Police spokesman Micky Rosenfeld said the man attacked the soldier after getting off a bus in the city of Kiryat Gat. The man then fled into a residential building, where police forces tracked him down and shot him.
Rosenfeld said the suspect's identity was not yet clear but that police were treating the incident as a “terrorist attack.”
Hours before that attack, a Palestinian teenager stabbed an Israeli man in occupied East Jerusalem, Israeli police said. The assailant was shot and wounded by the injured man. Police said the attack happened in an alleyway near the Western Wall, a Jewish prayer site abutting the Aqsa complex. The man was reportedly only lightly injured, and the teen is in serious condition.
Witnesses to the attack, however, dispute police claims that the teenager was armed and stabbed the man, according to Ma'an.
Israeli Prime Minister Benjamin Netanyahu and Palestinian Authority President Mahmoud Abbas have sought to calm the recent surge in protests, clashes and street violence. However, Netanyahu has vowed to quell protests with a “harsh hand.”
“We will act with a very harsh hand against terrorism and also against incitement,” the prime minister said in a televised statement on Monday. “We will not give any rioter or any inciter immunity in any place, and so there are no limitations of the actions of the defense forces.”

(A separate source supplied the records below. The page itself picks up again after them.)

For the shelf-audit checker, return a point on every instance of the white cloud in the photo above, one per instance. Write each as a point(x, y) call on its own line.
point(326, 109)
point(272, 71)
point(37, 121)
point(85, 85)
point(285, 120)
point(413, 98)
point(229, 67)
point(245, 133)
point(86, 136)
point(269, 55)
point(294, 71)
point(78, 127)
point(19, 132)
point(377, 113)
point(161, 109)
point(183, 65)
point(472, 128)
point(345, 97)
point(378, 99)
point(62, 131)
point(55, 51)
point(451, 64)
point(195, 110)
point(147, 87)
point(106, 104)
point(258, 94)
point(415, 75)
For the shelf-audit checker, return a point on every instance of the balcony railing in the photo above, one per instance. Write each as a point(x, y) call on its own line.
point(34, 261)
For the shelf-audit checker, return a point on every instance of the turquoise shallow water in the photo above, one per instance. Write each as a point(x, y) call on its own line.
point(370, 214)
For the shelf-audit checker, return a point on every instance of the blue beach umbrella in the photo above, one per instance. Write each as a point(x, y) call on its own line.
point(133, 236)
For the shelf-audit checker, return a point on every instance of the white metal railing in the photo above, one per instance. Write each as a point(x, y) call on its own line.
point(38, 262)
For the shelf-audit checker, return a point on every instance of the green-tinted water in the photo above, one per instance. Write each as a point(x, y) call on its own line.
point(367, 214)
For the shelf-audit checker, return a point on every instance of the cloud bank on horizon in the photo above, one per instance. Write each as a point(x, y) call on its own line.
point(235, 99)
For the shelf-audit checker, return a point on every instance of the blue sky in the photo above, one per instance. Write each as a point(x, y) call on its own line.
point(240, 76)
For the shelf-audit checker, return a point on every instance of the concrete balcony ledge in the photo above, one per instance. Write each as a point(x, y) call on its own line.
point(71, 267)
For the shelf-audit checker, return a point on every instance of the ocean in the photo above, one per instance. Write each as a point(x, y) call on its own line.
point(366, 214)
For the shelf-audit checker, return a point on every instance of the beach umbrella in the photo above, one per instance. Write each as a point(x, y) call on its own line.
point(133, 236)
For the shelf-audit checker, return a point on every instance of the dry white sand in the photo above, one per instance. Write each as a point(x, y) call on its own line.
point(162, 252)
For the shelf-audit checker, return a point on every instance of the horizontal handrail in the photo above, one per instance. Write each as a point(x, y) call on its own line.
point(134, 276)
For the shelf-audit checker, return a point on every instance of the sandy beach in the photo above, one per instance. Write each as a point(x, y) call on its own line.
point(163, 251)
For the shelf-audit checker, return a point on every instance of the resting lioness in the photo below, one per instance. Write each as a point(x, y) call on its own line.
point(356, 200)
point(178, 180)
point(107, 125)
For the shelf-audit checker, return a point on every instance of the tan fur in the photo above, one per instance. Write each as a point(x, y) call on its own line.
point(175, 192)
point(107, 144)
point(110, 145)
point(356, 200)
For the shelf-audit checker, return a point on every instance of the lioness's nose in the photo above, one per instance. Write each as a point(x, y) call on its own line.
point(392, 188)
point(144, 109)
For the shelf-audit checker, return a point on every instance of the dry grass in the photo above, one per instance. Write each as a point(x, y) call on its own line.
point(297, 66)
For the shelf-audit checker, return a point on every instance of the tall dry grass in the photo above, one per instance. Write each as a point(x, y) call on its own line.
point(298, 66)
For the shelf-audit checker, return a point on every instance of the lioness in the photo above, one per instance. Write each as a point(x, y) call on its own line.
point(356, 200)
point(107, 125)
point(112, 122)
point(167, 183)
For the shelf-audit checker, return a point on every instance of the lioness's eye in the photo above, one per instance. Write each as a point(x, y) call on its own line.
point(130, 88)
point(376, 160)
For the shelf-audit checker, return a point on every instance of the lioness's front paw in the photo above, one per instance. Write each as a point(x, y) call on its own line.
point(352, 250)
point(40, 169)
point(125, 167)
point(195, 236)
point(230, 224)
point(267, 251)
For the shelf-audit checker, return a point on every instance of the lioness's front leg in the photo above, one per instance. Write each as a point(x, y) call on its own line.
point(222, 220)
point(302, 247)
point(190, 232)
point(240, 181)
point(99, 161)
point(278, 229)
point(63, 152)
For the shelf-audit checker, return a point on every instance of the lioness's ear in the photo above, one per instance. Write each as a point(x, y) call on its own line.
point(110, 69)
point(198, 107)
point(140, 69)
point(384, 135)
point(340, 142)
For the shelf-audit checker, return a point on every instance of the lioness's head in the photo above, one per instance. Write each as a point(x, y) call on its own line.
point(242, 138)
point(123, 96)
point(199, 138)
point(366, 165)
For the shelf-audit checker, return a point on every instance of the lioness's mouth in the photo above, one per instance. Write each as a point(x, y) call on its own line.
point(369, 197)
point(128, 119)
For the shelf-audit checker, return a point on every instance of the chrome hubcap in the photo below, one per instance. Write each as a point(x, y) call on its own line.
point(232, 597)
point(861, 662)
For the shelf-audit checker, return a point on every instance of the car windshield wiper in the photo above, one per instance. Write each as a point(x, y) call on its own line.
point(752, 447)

Several thousand Israeli right-wing protesters, accompanied by lawmakers, gathered in front of Netanyahu’s residence on Monday evening, demanding a strong response to Palestinian unrest.
"If a terrorist decides to throw a stone, you need to deport him and all his family, to destroy his house and his family’s house, to take his citizenship. You need to hurt them," Oren Hazan, a lawmaker from Netanyahu's Likud party, told Agence France-Press at the rally.
Sending a message to potential Palestinian attackers, Israel razed homes on Tuesday in the East Jerusalem neighborhood of Jabal Al-Mukabbir belonging to the families of two Palestinians accused of attacking Israelis last year. Collectively punishing a family for a crime that one of its members committed is illegal under international law.
Netanyahu and Mahmoud Abbas convened an emergency meeting in the West Bank on Monday to discuss the deteriorating situation. However, it’s not clear what actions, if any, were decided at that meeting, and the protests and clashes have continued unabated.